DagsterDocs

Deployment Overview#

This page covers general information about deploying Dagster. For guides on specific platforms, see Deployment Guides.

Architecture#

dagster-deployment.png

This diagram shows a generic Dagster deployment. The components of the deployment are described below.

Long-running services#

Dagster requires three long-running services. You can just run Dagit and the Dagster Daemon for simple deployments, and Dagit will manage running User Repository Deployment services for you. For larger deployments, the User Repository Deployment services can be run and managed separately.

ServiceDescriptionRequired
DagitDagit serves the user interface and responds to GraphQL queries. It can have 1 or more replicas.Yes
Dagster DaemonThe Dagster Daemon operates schedules, sensors, and run queuing. Currently, replicas are not supported.Required for schedules, sensors, and run queuing
User Repository DeploymentsUser Repository Deployments serve metadata about user pipelines. You can have many repository servers, and each server can have 1 or more replicas.Recommended. Otherwise, Dagit and the Daemon must have direct access to user code.
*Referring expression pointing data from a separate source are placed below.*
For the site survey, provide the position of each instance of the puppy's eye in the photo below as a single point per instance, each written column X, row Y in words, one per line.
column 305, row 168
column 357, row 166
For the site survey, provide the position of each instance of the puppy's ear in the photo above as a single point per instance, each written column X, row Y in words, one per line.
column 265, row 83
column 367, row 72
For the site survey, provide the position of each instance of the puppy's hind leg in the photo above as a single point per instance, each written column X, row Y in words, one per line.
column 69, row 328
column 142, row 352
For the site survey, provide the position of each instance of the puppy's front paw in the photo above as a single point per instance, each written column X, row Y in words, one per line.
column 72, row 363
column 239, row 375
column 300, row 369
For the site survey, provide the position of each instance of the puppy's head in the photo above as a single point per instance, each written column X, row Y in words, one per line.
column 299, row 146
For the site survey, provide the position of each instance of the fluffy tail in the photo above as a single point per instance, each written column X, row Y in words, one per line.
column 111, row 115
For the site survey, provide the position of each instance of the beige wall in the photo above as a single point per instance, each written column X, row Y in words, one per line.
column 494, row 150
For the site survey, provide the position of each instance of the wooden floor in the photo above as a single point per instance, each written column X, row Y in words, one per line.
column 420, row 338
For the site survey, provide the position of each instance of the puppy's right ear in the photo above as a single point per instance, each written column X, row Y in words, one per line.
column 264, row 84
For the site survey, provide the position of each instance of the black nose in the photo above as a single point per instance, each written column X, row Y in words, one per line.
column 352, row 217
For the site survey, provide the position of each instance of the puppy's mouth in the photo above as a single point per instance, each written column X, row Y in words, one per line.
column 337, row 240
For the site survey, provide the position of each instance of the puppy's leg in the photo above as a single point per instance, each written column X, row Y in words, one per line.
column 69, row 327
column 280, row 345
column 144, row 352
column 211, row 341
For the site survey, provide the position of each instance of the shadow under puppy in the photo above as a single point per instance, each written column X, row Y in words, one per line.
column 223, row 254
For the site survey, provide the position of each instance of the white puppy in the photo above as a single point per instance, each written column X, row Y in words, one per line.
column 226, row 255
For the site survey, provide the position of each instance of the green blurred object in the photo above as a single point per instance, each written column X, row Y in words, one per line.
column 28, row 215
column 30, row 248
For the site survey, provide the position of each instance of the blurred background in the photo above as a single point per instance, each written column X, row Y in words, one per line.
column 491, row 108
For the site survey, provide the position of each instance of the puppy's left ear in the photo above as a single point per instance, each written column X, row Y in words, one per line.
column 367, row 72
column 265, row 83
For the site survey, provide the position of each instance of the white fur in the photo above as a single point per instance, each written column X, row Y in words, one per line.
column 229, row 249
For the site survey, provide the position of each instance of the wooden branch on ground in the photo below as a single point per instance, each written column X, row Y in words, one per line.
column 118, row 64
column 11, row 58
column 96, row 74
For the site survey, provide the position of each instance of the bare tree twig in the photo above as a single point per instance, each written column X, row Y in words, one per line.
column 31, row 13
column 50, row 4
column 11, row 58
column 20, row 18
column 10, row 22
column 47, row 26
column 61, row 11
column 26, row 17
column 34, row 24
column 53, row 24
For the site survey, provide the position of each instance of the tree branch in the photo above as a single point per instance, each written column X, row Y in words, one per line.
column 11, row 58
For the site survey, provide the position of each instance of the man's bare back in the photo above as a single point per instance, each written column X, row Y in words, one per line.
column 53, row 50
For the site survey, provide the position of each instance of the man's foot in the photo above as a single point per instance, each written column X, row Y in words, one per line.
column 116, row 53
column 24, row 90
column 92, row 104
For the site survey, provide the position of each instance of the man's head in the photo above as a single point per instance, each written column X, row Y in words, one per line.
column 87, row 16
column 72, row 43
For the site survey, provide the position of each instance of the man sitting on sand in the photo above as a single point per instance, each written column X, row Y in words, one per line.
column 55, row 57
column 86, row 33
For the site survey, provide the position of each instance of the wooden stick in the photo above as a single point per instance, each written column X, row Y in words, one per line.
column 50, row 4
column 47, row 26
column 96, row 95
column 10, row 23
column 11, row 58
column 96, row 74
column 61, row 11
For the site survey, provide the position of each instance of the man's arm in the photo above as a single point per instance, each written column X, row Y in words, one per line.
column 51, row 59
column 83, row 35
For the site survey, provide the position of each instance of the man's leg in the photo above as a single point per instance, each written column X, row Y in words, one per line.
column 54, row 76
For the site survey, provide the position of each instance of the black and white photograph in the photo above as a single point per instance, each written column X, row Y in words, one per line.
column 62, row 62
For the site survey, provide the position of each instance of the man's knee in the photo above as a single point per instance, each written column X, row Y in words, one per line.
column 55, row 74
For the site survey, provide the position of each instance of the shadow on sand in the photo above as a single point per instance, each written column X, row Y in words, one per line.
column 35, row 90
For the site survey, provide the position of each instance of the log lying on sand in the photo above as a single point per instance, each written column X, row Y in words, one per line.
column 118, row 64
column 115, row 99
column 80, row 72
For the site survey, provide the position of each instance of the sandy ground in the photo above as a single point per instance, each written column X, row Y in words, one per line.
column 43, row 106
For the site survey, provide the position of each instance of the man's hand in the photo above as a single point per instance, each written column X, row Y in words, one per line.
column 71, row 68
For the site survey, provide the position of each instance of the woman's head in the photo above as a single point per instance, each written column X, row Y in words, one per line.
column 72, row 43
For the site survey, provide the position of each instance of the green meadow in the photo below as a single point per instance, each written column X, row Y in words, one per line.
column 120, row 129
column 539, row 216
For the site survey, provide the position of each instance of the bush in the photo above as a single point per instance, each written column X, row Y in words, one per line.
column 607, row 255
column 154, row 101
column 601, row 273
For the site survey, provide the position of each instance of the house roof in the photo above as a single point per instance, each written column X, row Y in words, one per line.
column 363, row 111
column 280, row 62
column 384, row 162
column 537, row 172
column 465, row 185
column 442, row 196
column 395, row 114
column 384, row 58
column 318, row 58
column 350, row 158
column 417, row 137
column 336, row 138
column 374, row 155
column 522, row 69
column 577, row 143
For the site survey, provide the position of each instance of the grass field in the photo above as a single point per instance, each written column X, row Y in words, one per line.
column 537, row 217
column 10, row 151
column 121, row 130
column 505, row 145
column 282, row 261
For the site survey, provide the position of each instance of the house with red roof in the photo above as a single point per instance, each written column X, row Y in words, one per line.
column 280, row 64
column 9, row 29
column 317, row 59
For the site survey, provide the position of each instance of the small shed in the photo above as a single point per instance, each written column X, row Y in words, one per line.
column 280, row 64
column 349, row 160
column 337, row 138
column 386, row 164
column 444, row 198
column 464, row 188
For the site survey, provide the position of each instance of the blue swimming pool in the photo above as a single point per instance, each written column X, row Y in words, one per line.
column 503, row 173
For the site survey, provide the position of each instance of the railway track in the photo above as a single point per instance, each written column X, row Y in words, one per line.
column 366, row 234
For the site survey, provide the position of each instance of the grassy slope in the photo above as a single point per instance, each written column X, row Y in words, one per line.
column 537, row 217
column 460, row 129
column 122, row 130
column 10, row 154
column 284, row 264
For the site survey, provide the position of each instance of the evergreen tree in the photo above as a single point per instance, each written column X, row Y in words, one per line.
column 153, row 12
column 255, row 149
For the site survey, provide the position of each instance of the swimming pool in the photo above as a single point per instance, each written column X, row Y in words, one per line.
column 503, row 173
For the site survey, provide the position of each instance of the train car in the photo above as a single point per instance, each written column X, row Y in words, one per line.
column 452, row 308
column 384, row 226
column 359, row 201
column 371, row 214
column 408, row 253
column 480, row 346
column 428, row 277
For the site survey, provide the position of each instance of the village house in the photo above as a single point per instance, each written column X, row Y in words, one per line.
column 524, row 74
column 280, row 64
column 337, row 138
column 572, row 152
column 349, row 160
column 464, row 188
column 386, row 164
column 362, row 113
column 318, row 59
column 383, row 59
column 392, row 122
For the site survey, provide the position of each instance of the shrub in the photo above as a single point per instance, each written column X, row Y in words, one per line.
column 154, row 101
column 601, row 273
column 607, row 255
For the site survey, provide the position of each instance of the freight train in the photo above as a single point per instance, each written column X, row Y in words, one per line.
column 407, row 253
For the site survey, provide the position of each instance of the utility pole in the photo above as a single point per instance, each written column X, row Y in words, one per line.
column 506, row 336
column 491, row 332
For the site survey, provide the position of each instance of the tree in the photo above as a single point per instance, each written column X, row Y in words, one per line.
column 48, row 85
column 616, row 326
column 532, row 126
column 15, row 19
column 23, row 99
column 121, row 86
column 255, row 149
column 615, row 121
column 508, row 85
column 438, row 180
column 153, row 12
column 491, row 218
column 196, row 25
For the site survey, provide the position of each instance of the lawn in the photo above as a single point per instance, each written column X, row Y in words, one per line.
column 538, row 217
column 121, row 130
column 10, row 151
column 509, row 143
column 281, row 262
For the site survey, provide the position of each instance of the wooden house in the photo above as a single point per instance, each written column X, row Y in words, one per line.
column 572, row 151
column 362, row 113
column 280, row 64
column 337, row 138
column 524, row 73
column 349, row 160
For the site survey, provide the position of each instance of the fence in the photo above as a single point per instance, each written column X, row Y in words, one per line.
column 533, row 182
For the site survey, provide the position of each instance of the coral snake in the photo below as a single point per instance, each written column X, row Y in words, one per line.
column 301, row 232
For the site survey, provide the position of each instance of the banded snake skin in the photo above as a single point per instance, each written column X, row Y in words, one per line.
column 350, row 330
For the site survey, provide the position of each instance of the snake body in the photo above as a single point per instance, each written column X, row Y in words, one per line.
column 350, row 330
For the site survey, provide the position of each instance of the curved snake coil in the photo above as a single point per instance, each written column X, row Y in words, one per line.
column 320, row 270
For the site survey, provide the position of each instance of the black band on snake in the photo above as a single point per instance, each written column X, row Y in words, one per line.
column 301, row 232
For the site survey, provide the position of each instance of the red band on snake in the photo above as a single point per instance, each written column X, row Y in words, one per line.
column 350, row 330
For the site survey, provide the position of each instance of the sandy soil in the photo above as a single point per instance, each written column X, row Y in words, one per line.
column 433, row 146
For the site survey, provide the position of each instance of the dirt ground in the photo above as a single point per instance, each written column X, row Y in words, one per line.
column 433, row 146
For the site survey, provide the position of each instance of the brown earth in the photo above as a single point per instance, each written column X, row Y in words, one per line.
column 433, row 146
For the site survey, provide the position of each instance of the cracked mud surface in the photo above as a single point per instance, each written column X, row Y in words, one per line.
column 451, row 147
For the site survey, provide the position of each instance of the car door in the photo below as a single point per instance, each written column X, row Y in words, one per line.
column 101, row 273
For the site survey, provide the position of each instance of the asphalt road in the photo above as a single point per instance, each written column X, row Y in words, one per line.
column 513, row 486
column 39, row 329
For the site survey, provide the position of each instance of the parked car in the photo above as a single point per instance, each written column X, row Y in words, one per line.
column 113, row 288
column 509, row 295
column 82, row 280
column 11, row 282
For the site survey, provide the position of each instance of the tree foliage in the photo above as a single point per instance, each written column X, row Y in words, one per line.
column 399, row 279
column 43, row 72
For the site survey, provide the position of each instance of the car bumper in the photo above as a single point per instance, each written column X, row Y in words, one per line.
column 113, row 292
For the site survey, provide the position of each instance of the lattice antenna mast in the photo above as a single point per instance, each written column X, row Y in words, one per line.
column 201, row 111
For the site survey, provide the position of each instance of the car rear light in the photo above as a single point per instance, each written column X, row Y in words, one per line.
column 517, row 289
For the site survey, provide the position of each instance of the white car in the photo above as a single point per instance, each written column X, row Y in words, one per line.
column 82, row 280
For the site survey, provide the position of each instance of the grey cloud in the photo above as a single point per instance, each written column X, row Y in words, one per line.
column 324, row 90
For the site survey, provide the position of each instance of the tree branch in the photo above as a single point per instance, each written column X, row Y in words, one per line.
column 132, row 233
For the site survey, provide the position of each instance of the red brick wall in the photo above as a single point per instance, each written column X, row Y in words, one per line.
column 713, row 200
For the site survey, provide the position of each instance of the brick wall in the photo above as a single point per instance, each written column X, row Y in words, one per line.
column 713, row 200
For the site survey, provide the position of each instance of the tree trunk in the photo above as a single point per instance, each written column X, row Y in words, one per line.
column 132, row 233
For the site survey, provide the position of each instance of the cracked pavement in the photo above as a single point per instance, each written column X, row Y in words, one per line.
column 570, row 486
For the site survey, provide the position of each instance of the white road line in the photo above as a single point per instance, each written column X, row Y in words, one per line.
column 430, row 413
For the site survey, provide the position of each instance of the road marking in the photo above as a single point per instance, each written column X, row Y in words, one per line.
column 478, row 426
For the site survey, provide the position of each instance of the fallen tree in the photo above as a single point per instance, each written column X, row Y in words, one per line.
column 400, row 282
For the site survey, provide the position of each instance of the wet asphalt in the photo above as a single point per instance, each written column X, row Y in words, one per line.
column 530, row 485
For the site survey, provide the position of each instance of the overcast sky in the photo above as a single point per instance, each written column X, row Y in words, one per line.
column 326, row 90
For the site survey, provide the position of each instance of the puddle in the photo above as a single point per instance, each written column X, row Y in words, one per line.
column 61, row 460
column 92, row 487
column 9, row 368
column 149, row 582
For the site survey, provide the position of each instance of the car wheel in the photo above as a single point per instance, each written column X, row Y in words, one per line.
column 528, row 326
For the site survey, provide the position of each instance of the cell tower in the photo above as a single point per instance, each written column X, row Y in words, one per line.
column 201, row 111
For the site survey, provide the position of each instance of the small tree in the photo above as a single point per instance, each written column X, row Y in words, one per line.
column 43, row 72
Configuring Dagster Deployments#

Dagster deployments are composed of multiple components, such as storages, executors, and run launchers. One of the core features of Dagster is that each of these components is swappable and configurable.

If you don't provide any custom configuration, Dagster automatically uses a default implementation of each component. However, you can swap out the default implementation for another Dagster-provided one or even write a custom implementation. For example, Dagster uses the SqliteRunStorage by default to store information about pipeline runs. You can swap it out with the Dagster-provided PostgresRunStorage instead or even write a MongoRunStorage.

Based on the component's scope, the component is configured either at the Dagster Instance or Pipeline Run level. Access to user code is configured at the Workspace level. The table below describes how to configure components at each of these levels.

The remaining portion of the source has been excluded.